A criminalização das fake news e a experiência alemã

O que se vê na Alemanha é a opção por uma concepção regulatória, com o recurso ao sistema repressivo se necessário, mas sem a criação de novos tipos penais

  • Raphael Boldt É advogado criminalista, pós-doutor em Direito Penal (Goethe Universität) e em Criminologia (Universität Hamburg), professor da FDV
Publicado em 13/06/2023 às 13h06

O fenômeno das fake news tem sido objeto de discussões constantes na política e nos meios de comunicação de diversos países. No Brasil, o chamado Projeto de Lei das Fake News (PL 2.620 de 2020) tem produzido um debate acalorado e, muitas vezes, objeto de distorções e, curiosamente, de notícias falsas.
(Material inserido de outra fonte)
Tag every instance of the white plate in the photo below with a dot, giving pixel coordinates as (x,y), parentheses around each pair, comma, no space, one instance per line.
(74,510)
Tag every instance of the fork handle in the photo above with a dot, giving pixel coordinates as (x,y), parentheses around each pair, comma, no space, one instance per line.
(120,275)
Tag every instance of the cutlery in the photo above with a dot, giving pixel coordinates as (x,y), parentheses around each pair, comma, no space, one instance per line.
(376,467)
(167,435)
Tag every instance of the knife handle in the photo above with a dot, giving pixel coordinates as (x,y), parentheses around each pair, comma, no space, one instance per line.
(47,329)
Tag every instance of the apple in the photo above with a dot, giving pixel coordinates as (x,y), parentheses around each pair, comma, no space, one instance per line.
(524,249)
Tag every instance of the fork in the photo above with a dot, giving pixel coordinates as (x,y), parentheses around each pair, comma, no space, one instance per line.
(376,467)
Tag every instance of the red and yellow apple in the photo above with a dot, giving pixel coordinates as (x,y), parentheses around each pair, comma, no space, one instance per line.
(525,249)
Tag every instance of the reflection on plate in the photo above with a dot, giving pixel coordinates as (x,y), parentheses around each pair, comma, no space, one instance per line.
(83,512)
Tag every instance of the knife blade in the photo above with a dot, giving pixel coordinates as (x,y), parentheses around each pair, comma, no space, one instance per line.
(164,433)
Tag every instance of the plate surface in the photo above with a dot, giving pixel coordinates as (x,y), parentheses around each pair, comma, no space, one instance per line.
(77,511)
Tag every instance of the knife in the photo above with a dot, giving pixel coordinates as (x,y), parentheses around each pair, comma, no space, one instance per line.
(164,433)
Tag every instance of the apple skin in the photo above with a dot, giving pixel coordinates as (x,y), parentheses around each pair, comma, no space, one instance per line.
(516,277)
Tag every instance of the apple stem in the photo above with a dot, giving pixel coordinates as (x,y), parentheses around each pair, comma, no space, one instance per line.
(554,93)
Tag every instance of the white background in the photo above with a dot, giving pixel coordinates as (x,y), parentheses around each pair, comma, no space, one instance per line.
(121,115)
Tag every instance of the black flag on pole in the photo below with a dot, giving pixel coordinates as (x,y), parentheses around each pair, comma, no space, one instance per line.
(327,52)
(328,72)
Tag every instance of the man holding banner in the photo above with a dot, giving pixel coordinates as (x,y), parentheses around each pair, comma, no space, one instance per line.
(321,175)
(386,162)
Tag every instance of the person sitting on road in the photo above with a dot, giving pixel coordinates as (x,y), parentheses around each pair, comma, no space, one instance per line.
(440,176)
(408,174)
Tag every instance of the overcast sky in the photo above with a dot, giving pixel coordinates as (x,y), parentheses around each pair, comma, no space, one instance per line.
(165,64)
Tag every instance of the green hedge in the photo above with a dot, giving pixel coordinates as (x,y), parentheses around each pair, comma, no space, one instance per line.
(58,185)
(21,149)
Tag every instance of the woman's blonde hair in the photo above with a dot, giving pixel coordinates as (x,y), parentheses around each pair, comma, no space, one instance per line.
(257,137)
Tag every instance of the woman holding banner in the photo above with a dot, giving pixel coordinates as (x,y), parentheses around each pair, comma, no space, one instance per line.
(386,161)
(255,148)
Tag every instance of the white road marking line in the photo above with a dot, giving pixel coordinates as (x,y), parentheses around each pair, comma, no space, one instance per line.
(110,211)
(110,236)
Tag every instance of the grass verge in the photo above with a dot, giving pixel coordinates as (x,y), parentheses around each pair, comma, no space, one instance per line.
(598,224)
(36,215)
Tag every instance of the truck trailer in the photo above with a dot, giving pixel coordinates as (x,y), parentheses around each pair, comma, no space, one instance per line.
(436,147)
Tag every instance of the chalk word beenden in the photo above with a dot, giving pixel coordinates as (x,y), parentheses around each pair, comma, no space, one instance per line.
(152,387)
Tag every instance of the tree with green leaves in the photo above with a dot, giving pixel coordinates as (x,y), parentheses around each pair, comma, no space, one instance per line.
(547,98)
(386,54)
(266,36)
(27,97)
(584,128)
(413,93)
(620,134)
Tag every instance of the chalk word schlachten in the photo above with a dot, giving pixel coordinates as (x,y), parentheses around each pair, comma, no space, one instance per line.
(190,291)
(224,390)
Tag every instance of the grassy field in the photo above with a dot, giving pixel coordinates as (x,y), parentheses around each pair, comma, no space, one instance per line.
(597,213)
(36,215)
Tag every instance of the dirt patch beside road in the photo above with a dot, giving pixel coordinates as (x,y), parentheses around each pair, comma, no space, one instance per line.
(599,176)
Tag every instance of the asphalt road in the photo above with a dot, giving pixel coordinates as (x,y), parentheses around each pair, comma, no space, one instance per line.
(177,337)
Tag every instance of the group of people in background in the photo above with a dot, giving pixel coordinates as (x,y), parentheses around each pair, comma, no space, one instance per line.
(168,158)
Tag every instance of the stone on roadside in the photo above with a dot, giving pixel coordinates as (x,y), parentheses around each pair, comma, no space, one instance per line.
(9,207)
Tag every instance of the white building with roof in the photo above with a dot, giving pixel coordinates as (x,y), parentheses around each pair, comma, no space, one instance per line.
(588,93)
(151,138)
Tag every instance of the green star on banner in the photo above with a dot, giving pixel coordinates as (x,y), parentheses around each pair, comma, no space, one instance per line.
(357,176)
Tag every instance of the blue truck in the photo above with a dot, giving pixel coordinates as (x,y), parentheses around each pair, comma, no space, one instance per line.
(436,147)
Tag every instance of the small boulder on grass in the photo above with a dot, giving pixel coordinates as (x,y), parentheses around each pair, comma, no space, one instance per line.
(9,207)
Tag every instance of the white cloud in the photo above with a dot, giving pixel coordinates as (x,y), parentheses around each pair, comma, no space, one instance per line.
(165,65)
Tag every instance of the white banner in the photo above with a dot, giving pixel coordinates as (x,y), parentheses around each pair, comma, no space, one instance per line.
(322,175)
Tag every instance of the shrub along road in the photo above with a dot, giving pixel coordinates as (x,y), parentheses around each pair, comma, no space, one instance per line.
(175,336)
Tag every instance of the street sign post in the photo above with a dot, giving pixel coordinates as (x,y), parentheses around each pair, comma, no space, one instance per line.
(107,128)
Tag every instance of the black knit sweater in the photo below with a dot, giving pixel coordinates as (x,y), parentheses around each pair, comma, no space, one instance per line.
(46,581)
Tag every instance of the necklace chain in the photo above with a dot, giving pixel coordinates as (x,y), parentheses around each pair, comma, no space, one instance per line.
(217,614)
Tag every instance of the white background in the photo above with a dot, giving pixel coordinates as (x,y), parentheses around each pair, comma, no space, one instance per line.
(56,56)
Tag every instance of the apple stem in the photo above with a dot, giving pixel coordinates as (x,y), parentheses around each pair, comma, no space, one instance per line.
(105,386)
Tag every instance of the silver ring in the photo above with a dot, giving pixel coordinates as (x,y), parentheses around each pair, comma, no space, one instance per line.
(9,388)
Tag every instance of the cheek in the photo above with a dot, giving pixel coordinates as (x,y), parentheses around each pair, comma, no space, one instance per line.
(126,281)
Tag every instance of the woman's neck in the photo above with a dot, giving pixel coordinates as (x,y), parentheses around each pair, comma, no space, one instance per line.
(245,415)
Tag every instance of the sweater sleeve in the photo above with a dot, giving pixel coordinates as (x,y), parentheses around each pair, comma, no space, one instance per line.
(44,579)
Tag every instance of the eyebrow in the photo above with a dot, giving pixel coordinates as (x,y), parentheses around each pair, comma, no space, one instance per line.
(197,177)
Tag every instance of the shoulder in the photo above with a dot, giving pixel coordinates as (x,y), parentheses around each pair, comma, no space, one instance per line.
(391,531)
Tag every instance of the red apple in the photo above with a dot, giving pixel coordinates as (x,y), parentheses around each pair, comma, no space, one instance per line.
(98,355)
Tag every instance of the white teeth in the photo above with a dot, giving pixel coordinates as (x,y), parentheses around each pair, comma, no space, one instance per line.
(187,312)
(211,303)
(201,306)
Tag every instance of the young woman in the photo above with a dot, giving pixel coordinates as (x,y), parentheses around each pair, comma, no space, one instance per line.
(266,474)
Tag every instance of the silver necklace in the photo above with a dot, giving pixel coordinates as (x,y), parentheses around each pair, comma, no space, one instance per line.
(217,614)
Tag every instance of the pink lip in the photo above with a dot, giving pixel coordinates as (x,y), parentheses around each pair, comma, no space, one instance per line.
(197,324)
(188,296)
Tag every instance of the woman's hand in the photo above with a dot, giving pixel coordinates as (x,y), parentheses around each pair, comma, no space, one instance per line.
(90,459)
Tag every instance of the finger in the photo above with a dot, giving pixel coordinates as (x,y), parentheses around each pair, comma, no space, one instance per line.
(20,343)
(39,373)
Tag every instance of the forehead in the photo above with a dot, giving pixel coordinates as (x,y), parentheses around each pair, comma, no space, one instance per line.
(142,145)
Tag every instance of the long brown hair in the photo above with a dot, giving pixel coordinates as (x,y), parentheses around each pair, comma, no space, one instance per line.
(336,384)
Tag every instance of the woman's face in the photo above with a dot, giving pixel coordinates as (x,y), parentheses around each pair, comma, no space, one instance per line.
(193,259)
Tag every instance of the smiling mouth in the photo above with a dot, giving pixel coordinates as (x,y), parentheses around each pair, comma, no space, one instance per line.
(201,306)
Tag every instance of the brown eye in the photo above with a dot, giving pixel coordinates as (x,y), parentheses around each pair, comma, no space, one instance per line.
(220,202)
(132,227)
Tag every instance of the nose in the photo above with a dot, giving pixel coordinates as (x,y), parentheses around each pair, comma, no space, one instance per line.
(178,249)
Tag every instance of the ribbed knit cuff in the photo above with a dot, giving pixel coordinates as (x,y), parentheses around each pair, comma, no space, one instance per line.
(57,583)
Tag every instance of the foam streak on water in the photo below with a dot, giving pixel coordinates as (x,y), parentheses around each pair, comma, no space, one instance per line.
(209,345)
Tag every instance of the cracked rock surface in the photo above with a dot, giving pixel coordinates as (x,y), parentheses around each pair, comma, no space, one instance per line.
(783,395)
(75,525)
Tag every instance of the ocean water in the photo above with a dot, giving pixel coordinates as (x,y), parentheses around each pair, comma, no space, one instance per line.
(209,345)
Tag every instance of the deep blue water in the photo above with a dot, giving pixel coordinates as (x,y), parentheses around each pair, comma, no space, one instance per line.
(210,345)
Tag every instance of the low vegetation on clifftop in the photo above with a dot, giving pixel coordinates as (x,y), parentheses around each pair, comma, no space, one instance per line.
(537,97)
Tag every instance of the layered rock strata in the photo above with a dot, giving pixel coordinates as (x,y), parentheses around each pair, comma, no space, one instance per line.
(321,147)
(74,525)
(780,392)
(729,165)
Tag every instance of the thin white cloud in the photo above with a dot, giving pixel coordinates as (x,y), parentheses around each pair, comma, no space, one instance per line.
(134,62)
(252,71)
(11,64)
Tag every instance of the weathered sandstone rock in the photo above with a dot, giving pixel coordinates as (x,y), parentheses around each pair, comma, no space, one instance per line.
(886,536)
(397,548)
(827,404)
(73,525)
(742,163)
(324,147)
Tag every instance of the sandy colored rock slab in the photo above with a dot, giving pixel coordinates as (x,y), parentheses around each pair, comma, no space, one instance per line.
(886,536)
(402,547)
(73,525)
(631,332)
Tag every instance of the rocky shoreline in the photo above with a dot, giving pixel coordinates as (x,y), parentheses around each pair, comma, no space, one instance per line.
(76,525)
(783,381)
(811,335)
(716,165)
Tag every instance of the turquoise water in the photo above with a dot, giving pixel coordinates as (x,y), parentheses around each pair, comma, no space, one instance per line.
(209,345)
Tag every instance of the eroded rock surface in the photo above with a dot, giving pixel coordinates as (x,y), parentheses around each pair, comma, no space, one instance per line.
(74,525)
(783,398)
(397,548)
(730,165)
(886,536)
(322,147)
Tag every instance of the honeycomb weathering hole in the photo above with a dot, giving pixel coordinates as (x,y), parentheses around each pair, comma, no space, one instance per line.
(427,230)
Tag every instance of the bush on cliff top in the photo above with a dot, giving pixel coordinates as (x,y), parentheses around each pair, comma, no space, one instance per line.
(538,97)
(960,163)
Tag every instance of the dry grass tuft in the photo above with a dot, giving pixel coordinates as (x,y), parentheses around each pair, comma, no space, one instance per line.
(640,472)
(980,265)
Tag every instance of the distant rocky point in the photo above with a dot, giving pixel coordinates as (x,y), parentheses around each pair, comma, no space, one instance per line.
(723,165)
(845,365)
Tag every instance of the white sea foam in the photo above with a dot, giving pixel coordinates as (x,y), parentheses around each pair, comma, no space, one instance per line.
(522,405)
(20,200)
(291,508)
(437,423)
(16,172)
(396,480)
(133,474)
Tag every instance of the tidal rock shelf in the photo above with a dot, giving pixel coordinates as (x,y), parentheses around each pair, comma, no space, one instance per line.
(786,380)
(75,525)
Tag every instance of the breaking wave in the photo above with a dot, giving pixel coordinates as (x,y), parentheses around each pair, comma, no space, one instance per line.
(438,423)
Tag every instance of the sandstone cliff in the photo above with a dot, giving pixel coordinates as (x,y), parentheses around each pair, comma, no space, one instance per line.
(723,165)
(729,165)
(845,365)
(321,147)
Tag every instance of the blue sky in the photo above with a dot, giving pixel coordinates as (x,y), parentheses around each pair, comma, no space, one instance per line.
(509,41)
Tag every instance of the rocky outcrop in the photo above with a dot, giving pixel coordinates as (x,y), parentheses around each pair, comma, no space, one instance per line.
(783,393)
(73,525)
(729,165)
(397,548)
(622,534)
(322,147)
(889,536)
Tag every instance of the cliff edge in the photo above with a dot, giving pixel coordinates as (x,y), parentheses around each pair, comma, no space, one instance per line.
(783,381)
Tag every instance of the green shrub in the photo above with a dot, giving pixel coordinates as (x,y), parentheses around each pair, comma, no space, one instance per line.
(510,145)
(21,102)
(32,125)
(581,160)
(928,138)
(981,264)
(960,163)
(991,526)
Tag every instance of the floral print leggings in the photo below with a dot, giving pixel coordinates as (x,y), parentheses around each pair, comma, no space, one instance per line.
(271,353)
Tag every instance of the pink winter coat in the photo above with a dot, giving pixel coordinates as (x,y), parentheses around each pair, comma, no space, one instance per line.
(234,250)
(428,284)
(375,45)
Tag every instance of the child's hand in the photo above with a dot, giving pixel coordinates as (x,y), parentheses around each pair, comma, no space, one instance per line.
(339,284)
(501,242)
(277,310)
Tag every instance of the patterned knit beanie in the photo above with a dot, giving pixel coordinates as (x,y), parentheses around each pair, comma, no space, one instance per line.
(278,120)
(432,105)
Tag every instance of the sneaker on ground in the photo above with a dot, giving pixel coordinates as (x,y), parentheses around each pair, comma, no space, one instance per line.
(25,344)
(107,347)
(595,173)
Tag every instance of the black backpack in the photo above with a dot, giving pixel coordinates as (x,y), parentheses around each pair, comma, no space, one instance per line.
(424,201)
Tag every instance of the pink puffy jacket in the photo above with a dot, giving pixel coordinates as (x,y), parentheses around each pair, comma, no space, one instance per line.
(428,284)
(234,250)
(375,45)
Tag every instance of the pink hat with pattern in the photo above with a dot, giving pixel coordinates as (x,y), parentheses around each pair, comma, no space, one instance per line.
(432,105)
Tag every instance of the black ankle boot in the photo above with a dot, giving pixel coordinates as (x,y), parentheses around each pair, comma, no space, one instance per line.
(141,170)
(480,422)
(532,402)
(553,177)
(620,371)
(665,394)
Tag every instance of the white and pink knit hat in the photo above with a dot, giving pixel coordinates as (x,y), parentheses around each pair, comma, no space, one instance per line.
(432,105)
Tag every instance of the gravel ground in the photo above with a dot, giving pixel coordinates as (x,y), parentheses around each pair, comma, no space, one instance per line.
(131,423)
Embora a produção e a divulgação de notícias falsas não seja algo novo, as formas e o alcance de sua comunicação atingiram patamares inéditos. Se por um lado o acesso irrestrito à publicidade rompe com os limites do passado e possibilita uma resistência crítica, especialmente em sistemas antidemocráticos, por outro, com a eliminação das instâncias intermediárias de controle da comunicação, também foram excluídos os filtros qualitativos que garantem uma revisão ética e profissional das notícias.

Assim, deliberadamente ou não, as notícias falsas chegam às redes sociais sem entraves, são compartilhadas e se transformam em verdades aparentes por meio da divulgação de um grande número usuários.

Convém notar que o PL das Fake News foi elaborado com o auxílio de vários especialistas no assunto e seguiu os melhores parâmetros e práticas de regulação do mundo, especialmente da Europa. Questões centrais como risco sistêmico e dever de cuidado estruturam o texto do projeto de lei brasileiro, com clara influência do regulamento europeu e, principalmente, da Alemanha.

Como resultado dos debates sobre a necessidade de estruturação da comunicação na internet e de medidas adequadas para a regulação das redes sociais, o legislador alemão optou pela criação da Lei para a Melhoria da Aplicação do Direito nas Redes Sociais (NetzDG), diploma normativo de natureza administrativa que faz menção aos tipos penais existentes, mas que não conduziu à criminalização de novas condutas.

E esse é um ponto fundamental e que pode ser objeto de crítica no projeto brasileiro. A legislação alemã tem sido considerada uma referência sobre o tema, capaz de oferecer, no âmbito da autorregulação regulada e do direito administrativo, um caminho adequado para lidar com as novas demandas oriundas da digitalização.

O que se vê na Alemanha é a opção por uma concepção regulatória, com o recurso ao sistema repressivo se necessário, mas sem a criação de novos tipos penais.

Acreditamos que o direito moderno deve reagir ao fenômeno das notícias falsas e regular a comunicação nas redes sociais, o que não implica necessariamente na expansão do direito penal. O legislador brasileiro optou por criar um novo tipo penal, com pena de reclusão de um a três anos e multa.

Embora reconheçamos que em Estados democráticos a liberdade de expressão não é ilimitada e o PL 2.620 de 2020 apresente inovações importantes, melhor seria evitar o emprego do direito penal e apostar em outros ramos do Direito, oferecendo, assim, soluções mais criativas e adequadas para lidar com o fenômeno das fake news e com as transformações provenientes da era digital.

Este texto não traduz, necessariamente, a opinião de A Gazeta.